Now, from the enjoyment of gross pleasures, vicious habits very often spring. Strong stimuli, indeed, do not render acute, but blunt the senses, so that they require stimuli more and more accentuated and more and more gross.

Onanism, so often found among normal children of the lower classes, alcoholism, fondness for watching sensual acts of adults—these things represent the enjoyment of those unfortunate ones whose intellectual pleasures are few, and whose senses are blunted and dulled. Such pleasures kill the man within the individual, and call to life the beast.

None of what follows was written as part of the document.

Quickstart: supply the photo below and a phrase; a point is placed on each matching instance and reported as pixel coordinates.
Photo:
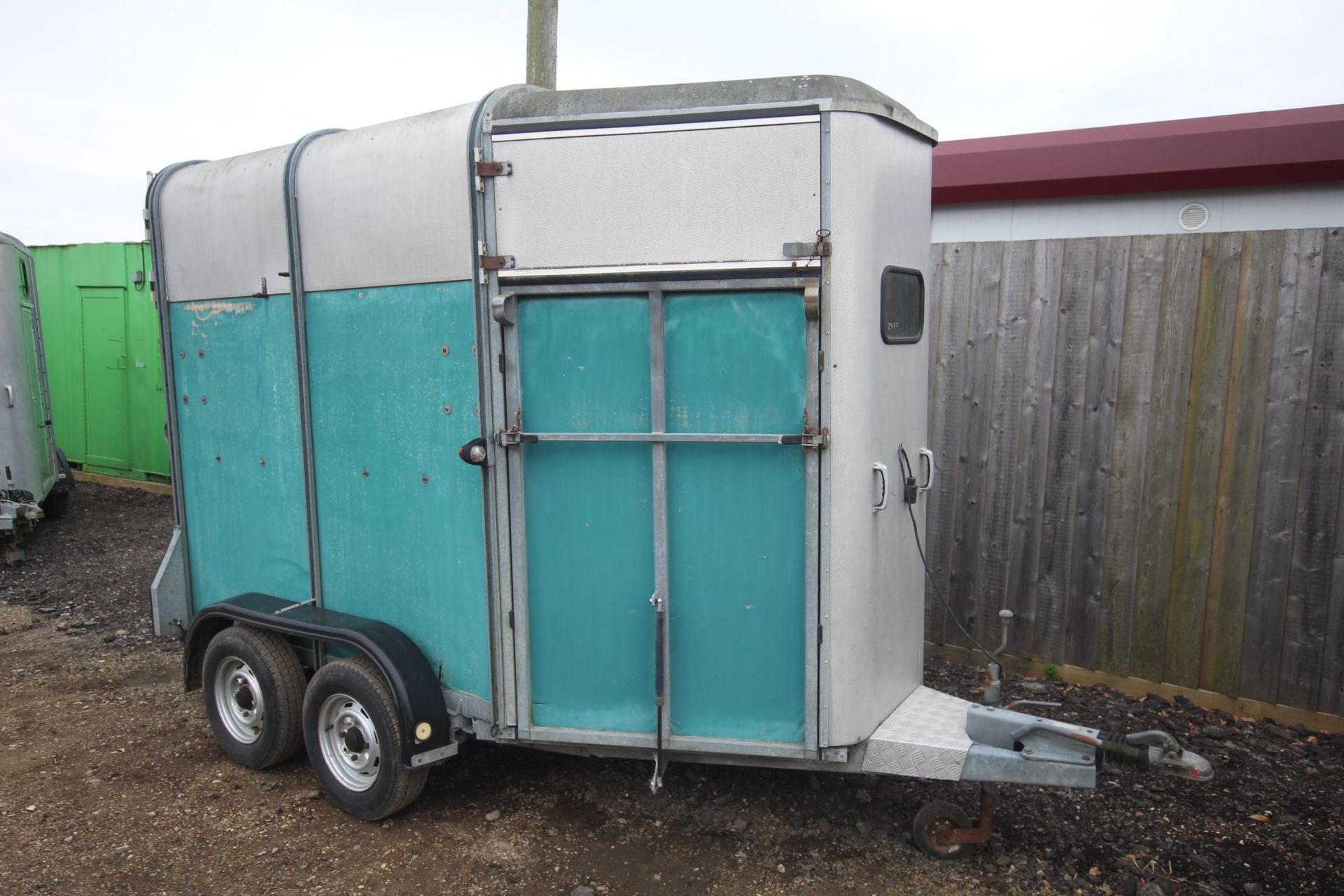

S—Sense, C—Nerve centre, M—Motor.

Indeed from the physiological point of view, the importance of the education of the senses is evident from an observation of the scheme of the diagrammatic arc which represents the functions of the nervous system. The external stimulus acts upon the organ of sense, and the impression is transmitted along the centripetal way to the nerve centre—the corresponding motor impulse is elaborated, and is transmitted along the centrifugal path to the organ of motion, provoking a movement. Although the arc represents diagrammatically the mechanism of reflex spinal actions, it may still be considered as a fundamental key explaining the phenomena of the more complex nervous mechanisms. Man, with the peripheral sensory system, gathers various stimuli from his environment. He puts himself thus in direct communication with his surroundings. The psychic life develops, therefore, in relation to the system of nerve centres; and human activity which is eminently social activity, manifests itself through acts of the individual—manual work, writing, spoken language, etc.—by means of the psychomotor organs.

Education should guide and perfect the development of the three periods, the two peripheral and the central; or, better still, since the process fundamentally reduces itself to the nerve centres, education should give to psychosensory exercises the same importance which it gives to psychomotor exercises.

Otherwise, we isolate man from his environment. Indeed, when with intellectual culture we believe ourselves to have completed education, we have but made thinkers, whose tendency will be to live without the world. We have not made practical men. If, on the other hand, wishing through education to prepare for practical life; we limit ourselves to exercising the psychomotor phase, we lose sight of the chief end of education, which is to put man in direct communication with the external world.